Ich kenne die Twitch-Regeln ganz gut und weiss, dass dies dort gegen die TOS verstößt. JEDOCH ist es kein geltendes Recht in den USA (ausser in einigen puritanisch-geprägten Südstaaten), dass Nacktheit (öffentlich) unter Strafe steht. Du versößt also nicht gegen geltendes Recht, sondern gegen die (rechtlich NICHT bindenden) Terms-Of-Service von Twitch. Nochmal... Äpfel und Birnen.

Ist im Grunde ganz einfach.: solang es rechtlich nicht bindend ist, was Großkonzerne in ihre TOS schreiben machst du dich damit nicht strafbar deine Brüste auf Twitch zu zeigen, sondern du wirst von der Plattform gebannt. 

Ich meine was wollen so Hardliner, wie du eigentlich? Sollen Frauen im Sommer auch keine Miniröcke mehr tragen, oder darf man durch gutes Aussehen nichtmehr Jobs machen, die hässlichen Menschen verwehrt sind? Überleg dir mal was deine Sichtweise implizieren würde und ob du so ein System möchtest. Als kleiner Tipp: in Saudi Arabien soll das Wetter 1a sein. Würde dir mal nahelegen dort hinzuziehen.


----------



## NOT-Meludan (28. September 2016)

Also das ganze Thema bringt mich immer auf das Zitat von Einstein: "Zwei Dinge sind unendlich, das Universum und die menschliche Dummheit, aber bei dem Universum bin ich mir noch nicht ganz sicher."

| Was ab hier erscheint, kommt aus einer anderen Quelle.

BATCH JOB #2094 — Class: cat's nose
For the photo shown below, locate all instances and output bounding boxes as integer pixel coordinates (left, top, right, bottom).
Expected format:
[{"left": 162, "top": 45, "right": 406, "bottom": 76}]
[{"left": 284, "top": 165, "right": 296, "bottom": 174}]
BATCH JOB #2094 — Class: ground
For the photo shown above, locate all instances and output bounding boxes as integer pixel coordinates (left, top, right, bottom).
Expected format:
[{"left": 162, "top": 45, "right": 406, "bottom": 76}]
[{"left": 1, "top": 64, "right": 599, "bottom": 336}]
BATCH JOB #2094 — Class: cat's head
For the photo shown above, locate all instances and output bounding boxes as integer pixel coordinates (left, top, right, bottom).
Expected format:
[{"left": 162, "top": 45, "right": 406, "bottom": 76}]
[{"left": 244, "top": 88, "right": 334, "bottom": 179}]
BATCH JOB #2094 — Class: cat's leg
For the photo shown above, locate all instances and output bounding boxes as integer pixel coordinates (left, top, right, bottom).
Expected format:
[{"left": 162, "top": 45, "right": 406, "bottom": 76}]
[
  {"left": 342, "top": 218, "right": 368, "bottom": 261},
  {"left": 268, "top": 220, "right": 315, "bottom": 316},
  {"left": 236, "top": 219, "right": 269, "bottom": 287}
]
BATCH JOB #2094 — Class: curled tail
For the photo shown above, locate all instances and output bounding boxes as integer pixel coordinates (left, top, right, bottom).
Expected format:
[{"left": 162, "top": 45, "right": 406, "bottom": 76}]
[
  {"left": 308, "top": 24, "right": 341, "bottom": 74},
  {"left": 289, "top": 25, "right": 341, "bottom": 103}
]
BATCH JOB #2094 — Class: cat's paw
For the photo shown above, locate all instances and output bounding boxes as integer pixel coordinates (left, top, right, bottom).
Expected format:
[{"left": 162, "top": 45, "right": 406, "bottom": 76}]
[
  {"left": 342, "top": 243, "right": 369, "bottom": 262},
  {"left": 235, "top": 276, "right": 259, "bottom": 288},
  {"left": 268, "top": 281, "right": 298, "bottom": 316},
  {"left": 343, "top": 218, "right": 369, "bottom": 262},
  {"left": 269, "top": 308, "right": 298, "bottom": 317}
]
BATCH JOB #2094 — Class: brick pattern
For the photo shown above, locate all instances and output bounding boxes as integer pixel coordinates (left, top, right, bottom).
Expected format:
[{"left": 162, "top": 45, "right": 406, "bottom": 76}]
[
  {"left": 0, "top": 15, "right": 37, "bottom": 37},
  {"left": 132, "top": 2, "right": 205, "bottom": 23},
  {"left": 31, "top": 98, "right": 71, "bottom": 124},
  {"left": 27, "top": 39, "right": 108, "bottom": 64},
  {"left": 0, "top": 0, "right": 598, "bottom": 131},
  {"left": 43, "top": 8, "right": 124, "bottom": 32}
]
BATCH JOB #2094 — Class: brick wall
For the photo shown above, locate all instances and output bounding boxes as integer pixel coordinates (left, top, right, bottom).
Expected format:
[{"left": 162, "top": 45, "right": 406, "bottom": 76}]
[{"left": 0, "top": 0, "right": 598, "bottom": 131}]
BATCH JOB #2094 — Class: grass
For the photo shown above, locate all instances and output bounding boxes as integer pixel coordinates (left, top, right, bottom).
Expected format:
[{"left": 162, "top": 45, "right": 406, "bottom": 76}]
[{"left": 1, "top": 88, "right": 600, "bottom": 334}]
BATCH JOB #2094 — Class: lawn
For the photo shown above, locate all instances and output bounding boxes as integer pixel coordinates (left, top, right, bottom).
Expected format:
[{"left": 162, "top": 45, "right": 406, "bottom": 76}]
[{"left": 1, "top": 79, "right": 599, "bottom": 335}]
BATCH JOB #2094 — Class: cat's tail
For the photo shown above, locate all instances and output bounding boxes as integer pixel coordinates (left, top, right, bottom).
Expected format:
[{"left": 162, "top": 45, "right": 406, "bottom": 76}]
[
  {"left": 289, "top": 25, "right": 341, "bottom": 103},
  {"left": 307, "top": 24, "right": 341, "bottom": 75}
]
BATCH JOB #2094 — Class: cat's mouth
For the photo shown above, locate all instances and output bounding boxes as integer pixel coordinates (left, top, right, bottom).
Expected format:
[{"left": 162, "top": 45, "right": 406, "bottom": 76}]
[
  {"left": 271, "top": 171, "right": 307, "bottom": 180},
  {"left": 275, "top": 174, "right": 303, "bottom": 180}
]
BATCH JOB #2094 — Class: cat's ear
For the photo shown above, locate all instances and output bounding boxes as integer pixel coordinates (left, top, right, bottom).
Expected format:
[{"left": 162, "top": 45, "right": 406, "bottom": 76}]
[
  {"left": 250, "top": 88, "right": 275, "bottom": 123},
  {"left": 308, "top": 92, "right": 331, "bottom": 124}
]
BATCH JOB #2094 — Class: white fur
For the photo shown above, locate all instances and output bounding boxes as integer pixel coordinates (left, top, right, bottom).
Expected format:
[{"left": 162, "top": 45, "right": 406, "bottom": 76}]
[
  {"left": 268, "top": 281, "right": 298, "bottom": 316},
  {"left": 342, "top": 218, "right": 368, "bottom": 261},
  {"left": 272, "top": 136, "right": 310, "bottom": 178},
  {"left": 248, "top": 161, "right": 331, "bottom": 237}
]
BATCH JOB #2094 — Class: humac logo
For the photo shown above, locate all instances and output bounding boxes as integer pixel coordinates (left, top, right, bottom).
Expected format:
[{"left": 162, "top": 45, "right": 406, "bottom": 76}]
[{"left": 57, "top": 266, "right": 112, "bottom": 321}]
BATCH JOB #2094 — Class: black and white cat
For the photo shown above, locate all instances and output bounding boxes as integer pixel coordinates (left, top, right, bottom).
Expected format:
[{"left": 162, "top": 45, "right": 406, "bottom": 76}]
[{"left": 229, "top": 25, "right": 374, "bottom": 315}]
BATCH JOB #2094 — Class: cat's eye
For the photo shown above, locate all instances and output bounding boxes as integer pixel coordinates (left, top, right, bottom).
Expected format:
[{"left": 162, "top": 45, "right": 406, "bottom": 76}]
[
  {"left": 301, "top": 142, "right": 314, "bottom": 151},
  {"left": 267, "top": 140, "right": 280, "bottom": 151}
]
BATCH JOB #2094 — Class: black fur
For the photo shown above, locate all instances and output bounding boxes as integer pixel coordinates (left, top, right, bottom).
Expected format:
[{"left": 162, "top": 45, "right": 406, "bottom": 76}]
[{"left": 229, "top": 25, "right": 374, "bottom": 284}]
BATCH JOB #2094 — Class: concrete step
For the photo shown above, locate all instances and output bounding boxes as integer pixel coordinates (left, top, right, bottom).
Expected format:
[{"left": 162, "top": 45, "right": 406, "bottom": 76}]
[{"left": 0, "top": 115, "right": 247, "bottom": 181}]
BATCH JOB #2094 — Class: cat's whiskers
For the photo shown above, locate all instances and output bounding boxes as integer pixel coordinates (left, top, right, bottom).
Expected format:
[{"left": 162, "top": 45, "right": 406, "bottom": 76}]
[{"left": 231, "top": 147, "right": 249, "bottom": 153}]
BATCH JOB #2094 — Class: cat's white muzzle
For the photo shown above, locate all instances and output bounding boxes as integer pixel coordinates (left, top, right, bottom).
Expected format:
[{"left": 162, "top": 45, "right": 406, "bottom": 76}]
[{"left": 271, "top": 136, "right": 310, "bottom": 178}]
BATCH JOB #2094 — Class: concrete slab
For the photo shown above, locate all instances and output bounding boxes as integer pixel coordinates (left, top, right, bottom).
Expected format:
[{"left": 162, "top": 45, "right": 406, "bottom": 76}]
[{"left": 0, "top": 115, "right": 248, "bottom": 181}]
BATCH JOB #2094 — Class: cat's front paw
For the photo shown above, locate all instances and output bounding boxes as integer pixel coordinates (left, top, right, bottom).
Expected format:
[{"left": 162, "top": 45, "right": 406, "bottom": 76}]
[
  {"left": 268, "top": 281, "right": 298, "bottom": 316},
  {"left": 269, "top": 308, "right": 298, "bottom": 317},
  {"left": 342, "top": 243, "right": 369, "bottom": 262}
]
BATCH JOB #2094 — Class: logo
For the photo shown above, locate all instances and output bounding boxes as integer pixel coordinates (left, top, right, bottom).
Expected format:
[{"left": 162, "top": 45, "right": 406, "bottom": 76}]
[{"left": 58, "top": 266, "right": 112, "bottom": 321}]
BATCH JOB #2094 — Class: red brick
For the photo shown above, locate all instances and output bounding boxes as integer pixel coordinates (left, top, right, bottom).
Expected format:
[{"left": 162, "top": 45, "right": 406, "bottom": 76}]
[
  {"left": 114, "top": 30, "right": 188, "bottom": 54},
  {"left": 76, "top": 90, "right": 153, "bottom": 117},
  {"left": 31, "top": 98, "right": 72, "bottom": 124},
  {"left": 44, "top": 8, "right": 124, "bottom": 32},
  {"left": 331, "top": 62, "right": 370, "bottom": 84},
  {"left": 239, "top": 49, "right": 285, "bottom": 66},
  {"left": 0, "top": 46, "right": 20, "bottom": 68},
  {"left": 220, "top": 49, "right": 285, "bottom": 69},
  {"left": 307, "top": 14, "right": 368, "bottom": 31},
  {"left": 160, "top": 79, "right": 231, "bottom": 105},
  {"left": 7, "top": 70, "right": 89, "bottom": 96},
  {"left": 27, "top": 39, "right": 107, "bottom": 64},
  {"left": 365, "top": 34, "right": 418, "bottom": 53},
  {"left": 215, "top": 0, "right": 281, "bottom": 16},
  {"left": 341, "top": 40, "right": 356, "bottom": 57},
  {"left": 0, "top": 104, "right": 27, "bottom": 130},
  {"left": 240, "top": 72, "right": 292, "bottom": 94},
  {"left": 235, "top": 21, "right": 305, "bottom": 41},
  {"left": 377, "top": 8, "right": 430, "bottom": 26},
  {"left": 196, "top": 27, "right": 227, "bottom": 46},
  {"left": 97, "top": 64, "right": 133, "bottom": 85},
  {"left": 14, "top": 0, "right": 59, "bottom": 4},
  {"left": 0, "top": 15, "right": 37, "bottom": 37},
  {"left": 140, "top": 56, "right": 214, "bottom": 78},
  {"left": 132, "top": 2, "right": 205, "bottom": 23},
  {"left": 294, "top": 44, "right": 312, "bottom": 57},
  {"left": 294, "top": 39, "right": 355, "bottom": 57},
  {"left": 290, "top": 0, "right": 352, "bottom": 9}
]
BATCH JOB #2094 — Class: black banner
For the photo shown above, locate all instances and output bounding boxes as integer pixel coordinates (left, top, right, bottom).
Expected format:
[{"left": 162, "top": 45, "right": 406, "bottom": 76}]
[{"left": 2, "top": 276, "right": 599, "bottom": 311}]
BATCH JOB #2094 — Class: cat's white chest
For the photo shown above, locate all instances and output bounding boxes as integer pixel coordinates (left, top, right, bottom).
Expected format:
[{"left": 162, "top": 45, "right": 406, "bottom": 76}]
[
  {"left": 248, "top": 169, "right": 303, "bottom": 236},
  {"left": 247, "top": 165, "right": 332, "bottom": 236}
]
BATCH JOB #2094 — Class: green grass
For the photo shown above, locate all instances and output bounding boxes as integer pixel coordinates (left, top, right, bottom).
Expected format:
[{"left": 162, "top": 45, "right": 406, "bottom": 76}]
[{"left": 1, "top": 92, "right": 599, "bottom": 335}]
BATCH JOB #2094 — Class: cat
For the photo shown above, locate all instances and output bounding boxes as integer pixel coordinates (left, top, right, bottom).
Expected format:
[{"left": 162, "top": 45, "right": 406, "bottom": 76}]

Das die Damen sich so präsentieren im Stream sei ihnen vergönnt, freies Land und so. Twitch hat da ja nach dem Kauf durch Amazon seine Richtlininen verschärft. Verstehen tu ich das ja nicht, aber so sind die USA halt.
Was mich nur daran stört, sind die Zuschauer, die sich das freiwillig anschauen. Als ob die Menschheit irgendwo auf dem Niveau des triebgesteuerten Affen stehen geblieben ist. 
Ich schau mir lieber humorvolle Streamer an, ich bin ein Mensch der gerne lacht und sich selbst nicht zu ernst nimmt.


----------



## ugba (28. September 2016)

NOT-Meludan schrieb:


> Also das ganze Thema bringt mich immer auf das Zitat von Einstein: "Zwei Dinge sind unendlich, das Universum und die menschliche Dummheit, aber bei dem Universum bin ich mir noch nicht ganz sicher."
> 
> Das die Damen sich so präsentieren im Stream sei ihnen vergönnt, freies Land und so. Twitch hat da ja nach dem Kauf durch Amazon seine Richtlininen verschärft. Verstehen tu ich das ja nicht, aber so sind die USA halt.
> Was mich nur daran stört, sind die Zuschauer, die sich das freiwillig anschauen. Als ob die Menschheit irgendwo auf dem Niveau des triebgesteuerten Affen stehen geblieben ist.
> Ich schau mir lieber humorvolle Streamer an, ich bin ein Mensch der gerne lacht und sich selbst nicht zu ernst nimmt.



Volle Zustimmung.

Sieh es mal so: der Mensch braucht manchmal die Befriedigung seiner niederen Triebe. Ob man sich über die Unterschicht auf RTL amüsiert, oder geistig grenzdebile Fälle auf RTL2 verfolgt... ODER halt eben so einen Schwachsinn auf Twitch schaut. Es sei jedem gegönnt und ich z.b. bin so tolerant, dass ich jedem seinen Fetisch lasse.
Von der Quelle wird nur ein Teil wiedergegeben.